Yüzleri gülüyordu. Daha önce böyle mutlu olduklarını sadece yürüdüğümde görmüştüm. Yine benimle ilgili bir konuydu mutlulukları. Onlara haksızlık etmiştim. Dün eve geldiğimde sadece bir gün görmememe rağmen özlediğimi fark etmiştim. Odamı, resimlerimizi, en önemlisi onları. Annemi ve babamı...

"Sizin aranızda kan bağı yok ama kalp bağı var." demişti Sude. Haklıydı. Onlara ait olmadığıma rağmen hayatım boyunca hep beni onlara bağlayan bir bağ vardı. Onlara kızsam da küssem de dönüp dolaşıp yine geldiğim yer onların yanıydı. Şimdiden üniversite için onlardan ayrı başka bir şehirde yaşamak korkunç geliyordu.

"Hah, ekmekleri de dilimledim." diyerek mutfaktan elinde ekmek dilimlerinin olduğu bir sepetle yanımıza geldi babam.

"Benim babam bize bir su bile vermez. Babadan bir şey istemek ayıptır."

Öz aileme baktığımda üvey aileme şükrediyordum. Sude'nin anlattıklarını duyduğumda "İyi ki beni evlatlık vermişler." diye aklımdan geçirmedim değil. Bizim ailemizde neredeyse her iş dağıtılarak yapılırdı. Babamın sakarlıklarından dolayı annemin en az ve kolay işi ona verdiğini saymazsak tabii.

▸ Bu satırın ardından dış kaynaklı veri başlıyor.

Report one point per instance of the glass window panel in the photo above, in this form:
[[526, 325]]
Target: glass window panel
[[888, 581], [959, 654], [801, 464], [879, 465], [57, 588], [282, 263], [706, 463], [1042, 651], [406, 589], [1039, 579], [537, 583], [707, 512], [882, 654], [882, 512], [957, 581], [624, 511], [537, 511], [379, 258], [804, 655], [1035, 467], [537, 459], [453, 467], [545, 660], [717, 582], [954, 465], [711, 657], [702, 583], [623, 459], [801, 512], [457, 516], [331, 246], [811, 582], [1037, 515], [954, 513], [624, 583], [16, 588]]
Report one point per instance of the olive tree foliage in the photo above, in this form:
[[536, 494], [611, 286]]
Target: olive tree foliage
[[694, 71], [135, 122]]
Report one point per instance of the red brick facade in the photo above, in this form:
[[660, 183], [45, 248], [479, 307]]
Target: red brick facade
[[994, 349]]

Sude ile biz kardeştik ama çok farklıydık.
Yaşadığımız aileler, gördüğümüz davranışlar, özgürlüklerimiz... Her şeyimiz farklıydı. Sadece acılarımız. İkimizinde acısı farklıydı fakat ikimizinki de sarılmayacak kadar kanıyordu.

Hani düştüğünüzde aldığınız yara zamanla o düşüşünüzü unutana kadar kabuk bağlar ya. Sonra siz tekrar kaldırırsınız o kabuğu, yara tekrar kanar. İşte Sude'de öyle yapmıştı. Kaç sene boyunca hiç kimseye haykıramadığı yaralarının anılarını unutmak tek çaresiydi. Ben karşısına çıktığımda ise o gün acılarının kabuğunu kaldırıp kanamasına izin verdi. İlk defa birine haykırdı düşüncelerini. Tekrar tekrar hatırladı zorla unuttuğu anılarını. Tekrar tekrar kanattı her anının yarasını. Benim içindi. Bana anlatmak için kanatmıştı. Şimdi ise benim için soyduğu yarayı tekrar sarmalıydım. O bana kalbini açmıştı, yarı yolda bırakamazdım.

Babamın elinden ekmeği alıp masaya koyunca çaylarımızı doldurup kahvaltıya başladık. Annemin hazırladığı sucuklu kaşarlı yumurtasından bir çatal ağzıma aldım. Gözlerimi kapatıp ağzımdaki yumurtayla aşk yaşar gibi yemeye başladım. Annemin yaptığı her yemeğe aşık olabilirdim.